Default is **dry-run / read-only**.

## Client-agnostic grounding

A *client* = a governance suite (conventions, ADRs, CI standards, glossary, incident cases)
the engine grounds on. ADRA ships a complete, **fictional** client — **Northwind Data
Platform** — under `adra/clients/synthetic/northwind/`. Point ADRA at any client:

```bash
export ADRA_CLIENT_DIR=/path/to/your/standards   # or Settings(client_dir=...)
```

The rubric references the suite by id and the prompts cite it — the engine code does not
change per client.

## Connectors & emulator

The engine grounds through one connector `Protocol` so the same skills run against a real
platform or a synthetic one:

- **Real**: GitHub (PRs/reviews/issues/contents via a thin `httpx` REST v3 client), Azure DevOps
  (REST 7.1), Databricks (`databricks-sdk` + bundles CLI), Azure (`azure-identity` + monitor / health).
- **Emulator**: a self-contained platform (synthetic git repos + PRs + wiki + boards + CI +
  a SQLite warehouse) so the full flow runs offline.

> The GitHub, Azure DevOps, Databricks, and Azure connectors are **implemented**; the offline
> emulator runs the full flow with no external calls. Each is enabled by its `pip install adra[...]`
> extra and exercised read-only by default.

## Security model

Deterministic floor (tools are ground truth; the LLM cannot overturn a blocker) · read-only
by default (writes require `--external` **and** explicit human confirmation) · human gates on
PR create / push / merge and any risk claim · English-only + AI-authorship-leak scan on
anything written to disk · immutable provenance for every run. The agent reads **untrusted**
repo/PR/issue content — a dual-LLM / capability split + sandboxed, egress-filtered execution are
planned for the connector phase (not yet implemented; OWASP LLM/Agentic Top-10).

## Two-repo layout

ADRA is the **public-destined OSS engine** (this repo) — no secrets, ever. A separate
private **ADRA Console** (a private web app + backend) *consumes* this engine for
experiments and real connections behind access control.
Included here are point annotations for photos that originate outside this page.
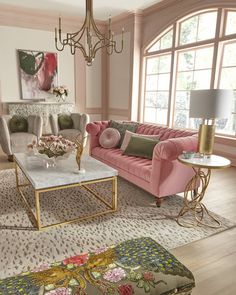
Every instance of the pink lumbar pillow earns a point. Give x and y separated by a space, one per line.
109 138
128 135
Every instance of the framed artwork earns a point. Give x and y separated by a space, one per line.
38 73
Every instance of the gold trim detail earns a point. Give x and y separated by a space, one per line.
36 218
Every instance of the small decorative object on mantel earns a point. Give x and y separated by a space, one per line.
79 150
61 92
51 147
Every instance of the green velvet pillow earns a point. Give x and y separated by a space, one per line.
18 124
140 147
122 127
65 121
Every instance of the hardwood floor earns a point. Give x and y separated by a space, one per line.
212 260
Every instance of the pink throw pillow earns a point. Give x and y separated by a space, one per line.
109 138
128 135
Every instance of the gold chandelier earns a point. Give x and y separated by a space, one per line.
89 34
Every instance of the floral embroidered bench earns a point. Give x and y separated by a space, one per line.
138 266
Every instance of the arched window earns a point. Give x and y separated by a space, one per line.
197 52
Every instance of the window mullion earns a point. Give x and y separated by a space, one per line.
170 113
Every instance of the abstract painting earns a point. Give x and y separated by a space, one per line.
38 73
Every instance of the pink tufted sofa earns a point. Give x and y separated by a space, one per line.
161 176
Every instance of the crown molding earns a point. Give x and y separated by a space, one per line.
11 15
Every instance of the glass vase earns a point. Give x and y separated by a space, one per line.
50 162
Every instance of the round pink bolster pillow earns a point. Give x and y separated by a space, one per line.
109 138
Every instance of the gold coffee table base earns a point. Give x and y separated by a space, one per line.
36 219
193 204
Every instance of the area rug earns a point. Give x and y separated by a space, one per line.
138 266
22 247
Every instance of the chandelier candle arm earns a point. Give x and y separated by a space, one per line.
88 31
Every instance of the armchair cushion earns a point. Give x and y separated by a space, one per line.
18 124
65 121
140 147
20 140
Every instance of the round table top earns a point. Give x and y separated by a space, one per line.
211 162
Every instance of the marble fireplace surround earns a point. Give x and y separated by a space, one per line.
44 109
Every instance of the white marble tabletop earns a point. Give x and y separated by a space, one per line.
211 162
64 172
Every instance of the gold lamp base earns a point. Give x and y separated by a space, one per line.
206 139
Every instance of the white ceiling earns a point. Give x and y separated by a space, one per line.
102 8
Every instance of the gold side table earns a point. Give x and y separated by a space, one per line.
196 188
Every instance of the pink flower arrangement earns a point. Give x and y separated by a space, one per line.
115 275
60 291
76 260
53 146
60 91
126 290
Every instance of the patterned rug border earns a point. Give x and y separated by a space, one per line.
137 217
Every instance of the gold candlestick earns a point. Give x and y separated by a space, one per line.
79 150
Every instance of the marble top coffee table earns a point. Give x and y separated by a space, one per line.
44 179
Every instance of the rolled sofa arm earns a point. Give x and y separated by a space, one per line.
171 148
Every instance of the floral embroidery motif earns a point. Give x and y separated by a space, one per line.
131 267
126 290
76 260
115 275
60 291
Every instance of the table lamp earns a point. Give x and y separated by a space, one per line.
209 104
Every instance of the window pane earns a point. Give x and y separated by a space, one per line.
154 115
159 64
227 79
186 60
151 82
156 107
164 42
152 65
184 80
231 23
188 30
207 26
198 28
165 63
151 99
229 58
201 79
164 82
204 58
182 100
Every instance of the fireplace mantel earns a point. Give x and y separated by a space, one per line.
44 109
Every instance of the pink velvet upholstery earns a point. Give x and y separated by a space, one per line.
109 138
161 176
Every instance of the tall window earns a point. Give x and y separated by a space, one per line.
194 53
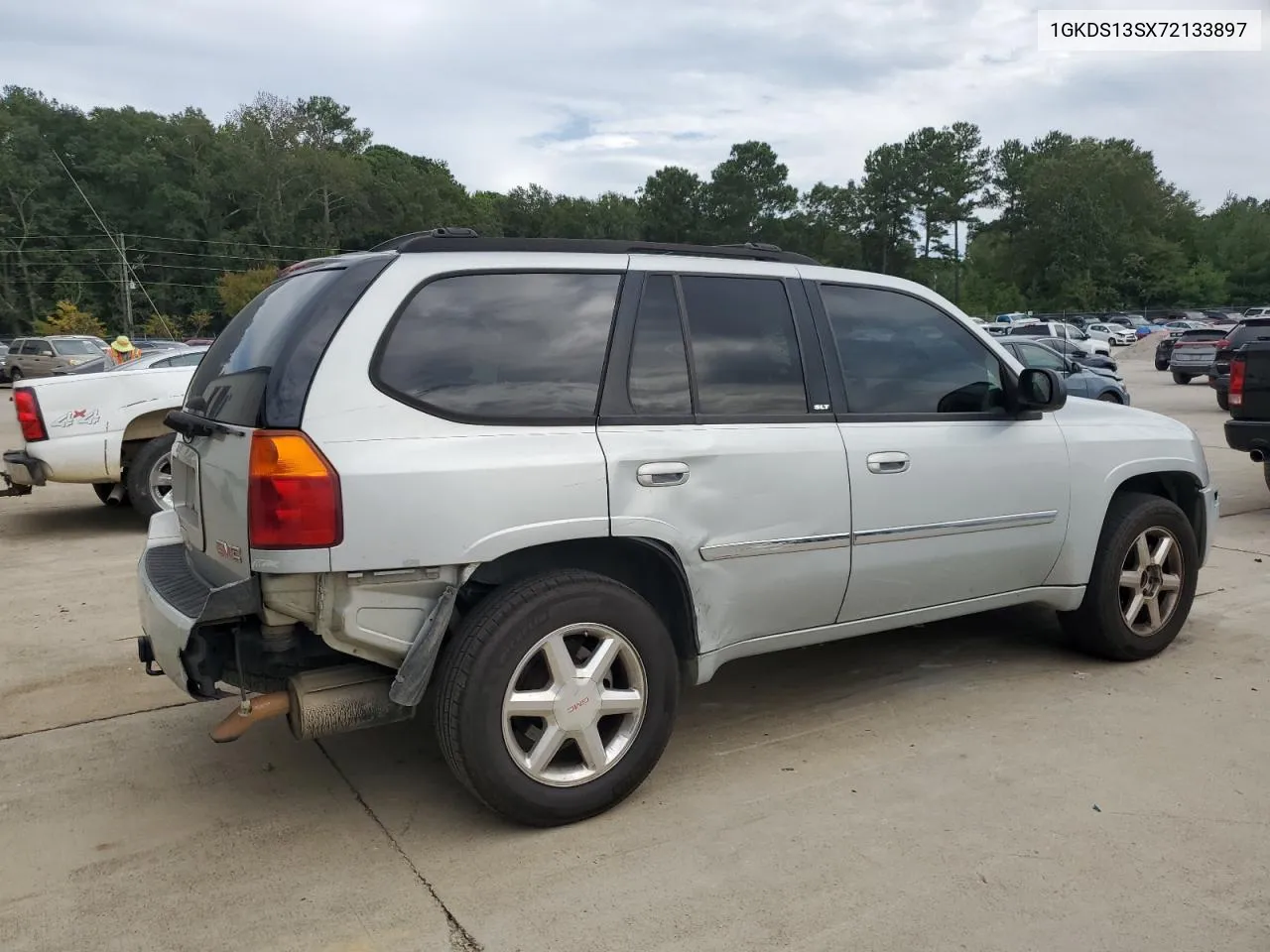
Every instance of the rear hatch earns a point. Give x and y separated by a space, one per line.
1196 348
252 384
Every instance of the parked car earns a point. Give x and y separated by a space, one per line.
182 356
42 357
1238 335
1091 382
1206 336
1067 331
1178 327
1133 321
104 428
1248 426
1193 354
1115 334
354 526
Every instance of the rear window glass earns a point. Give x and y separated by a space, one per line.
229 385
512 347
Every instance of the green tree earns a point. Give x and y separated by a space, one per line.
238 289
68 318
670 203
747 194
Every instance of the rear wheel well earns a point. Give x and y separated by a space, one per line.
140 431
1179 488
644 565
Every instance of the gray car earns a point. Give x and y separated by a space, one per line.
44 357
1088 382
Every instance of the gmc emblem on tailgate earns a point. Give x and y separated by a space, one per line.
226 551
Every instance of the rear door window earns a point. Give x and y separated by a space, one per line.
744 348
658 379
513 347
229 385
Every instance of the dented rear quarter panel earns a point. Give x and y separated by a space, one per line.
87 416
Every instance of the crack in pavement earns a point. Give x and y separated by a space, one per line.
95 720
460 939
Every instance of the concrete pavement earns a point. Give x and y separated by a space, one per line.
970 784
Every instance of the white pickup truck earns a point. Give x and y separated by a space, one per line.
104 429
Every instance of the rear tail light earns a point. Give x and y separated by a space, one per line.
294 499
1237 368
30 419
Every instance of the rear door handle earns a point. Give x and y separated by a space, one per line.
668 474
887 462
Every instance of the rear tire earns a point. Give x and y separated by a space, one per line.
500 657
145 476
1100 626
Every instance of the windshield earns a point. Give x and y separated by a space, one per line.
73 347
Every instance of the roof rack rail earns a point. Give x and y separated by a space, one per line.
395 244
467 240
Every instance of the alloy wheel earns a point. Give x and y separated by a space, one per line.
574 705
1151 581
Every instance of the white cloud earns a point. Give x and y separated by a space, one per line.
585 95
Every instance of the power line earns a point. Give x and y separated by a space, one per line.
108 281
169 238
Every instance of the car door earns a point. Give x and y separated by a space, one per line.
720 444
39 358
952 497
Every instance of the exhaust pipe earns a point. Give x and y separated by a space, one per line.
320 703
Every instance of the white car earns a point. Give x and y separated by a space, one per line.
543 483
1112 334
1069 331
105 429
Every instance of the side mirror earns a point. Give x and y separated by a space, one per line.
1040 389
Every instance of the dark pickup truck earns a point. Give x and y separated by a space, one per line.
1248 426
1219 372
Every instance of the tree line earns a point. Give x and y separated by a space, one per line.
180 220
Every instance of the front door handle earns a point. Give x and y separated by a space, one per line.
668 474
887 462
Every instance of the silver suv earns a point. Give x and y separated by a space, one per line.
540 484
44 357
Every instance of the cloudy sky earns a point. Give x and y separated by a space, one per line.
585 95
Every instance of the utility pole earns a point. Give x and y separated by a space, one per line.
126 282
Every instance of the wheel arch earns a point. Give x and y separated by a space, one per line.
1164 479
648 566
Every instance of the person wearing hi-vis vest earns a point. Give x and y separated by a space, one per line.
123 350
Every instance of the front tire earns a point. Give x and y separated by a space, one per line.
1142 584
149 476
557 697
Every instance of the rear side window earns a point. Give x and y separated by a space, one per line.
744 348
511 347
658 381
229 385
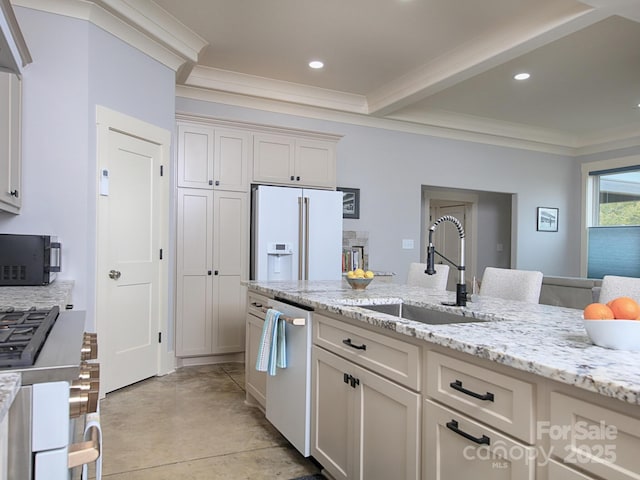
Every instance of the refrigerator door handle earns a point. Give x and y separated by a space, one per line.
307 201
301 235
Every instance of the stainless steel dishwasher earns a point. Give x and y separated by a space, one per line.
289 391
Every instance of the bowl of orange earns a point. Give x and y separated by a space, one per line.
614 325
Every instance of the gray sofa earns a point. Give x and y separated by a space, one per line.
572 292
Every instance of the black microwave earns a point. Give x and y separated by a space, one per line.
29 260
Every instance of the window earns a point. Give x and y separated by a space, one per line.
614 233
618 197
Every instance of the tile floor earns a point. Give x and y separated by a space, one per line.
193 424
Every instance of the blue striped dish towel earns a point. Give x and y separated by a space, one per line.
272 350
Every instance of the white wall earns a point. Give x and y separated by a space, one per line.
77 66
390 168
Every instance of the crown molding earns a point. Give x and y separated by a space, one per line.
250 85
469 60
141 24
319 113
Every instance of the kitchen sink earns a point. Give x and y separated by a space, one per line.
420 314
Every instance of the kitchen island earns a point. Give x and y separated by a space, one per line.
538 357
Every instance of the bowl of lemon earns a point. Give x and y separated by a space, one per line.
359 279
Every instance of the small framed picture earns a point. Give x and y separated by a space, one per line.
547 219
350 202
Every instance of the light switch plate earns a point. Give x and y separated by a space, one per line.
407 243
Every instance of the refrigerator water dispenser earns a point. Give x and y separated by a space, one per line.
279 261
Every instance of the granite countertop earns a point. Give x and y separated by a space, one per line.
42 297
545 340
9 386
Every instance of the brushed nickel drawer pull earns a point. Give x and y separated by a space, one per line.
453 426
457 385
347 342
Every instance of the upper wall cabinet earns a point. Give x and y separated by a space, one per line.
213 158
291 160
10 139
13 50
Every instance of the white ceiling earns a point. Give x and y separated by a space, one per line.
439 63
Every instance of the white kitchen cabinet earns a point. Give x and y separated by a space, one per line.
559 471
255 381
593 438
212 255
10 142
290 160
212 157
194 265
456 446
364 426
486 395
230 264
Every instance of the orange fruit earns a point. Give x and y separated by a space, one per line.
625 308
598 311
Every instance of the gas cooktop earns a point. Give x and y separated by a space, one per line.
23 334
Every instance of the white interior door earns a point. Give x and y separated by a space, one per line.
129 266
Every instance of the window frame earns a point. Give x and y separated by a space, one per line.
590 198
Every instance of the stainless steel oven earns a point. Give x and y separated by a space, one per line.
51 351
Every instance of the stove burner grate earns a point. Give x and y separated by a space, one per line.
23 334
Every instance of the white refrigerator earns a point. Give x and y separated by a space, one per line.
296 234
The engine is the serious tool you
can run anywhere with your own tokens; the console is the connected instance.

## Extending

- **New criterion:** add a `RubricItem` to `adra/rubric.py` (it shows up in the critic
  prompt and, if `kind="deterministic"`, wire its check in `critic.py`).
- **New capability:** add a `Skill` subclass + a `prompts/<skill>.md`, register it in
  `adra/skills/__init__.py`, add a `Node`.
- **New tool:** a function returning a `ToolResult`; call it from a skill's `ground`.
- **New provider:** config only — set `ADRA_PROVIDER` / `ADRA_MODEL` / `ADRA_MODEL_<ROLE>`
  (pydantic-ai resolves the `provider:model`); no new code.

## Status

`v0.04.000` — the engine is complete and green offline, and the GitHub / Azure DevOps / Databricks
/ Azure connectors plus the offline emulator are implemented. Multi-industry synthetic clients and
the web console are the next phases. Stays `0.x` while connectors are partly untested-live.

## License

Apache-2.0 — see [LICENSE](LICENSE).

## References

`refs/` holds an annotated bibliography (`refs/README.md`) + BibTeX (`refs/references.bib`)
+ the core papers (ReAct, Reflexion, Self-Refine, Constitutional AI, LLM-as-judge bias,
agentic security / CaMeL, NIST AI RMF, OWASP LLM/Agentic, provenance, code-review agents).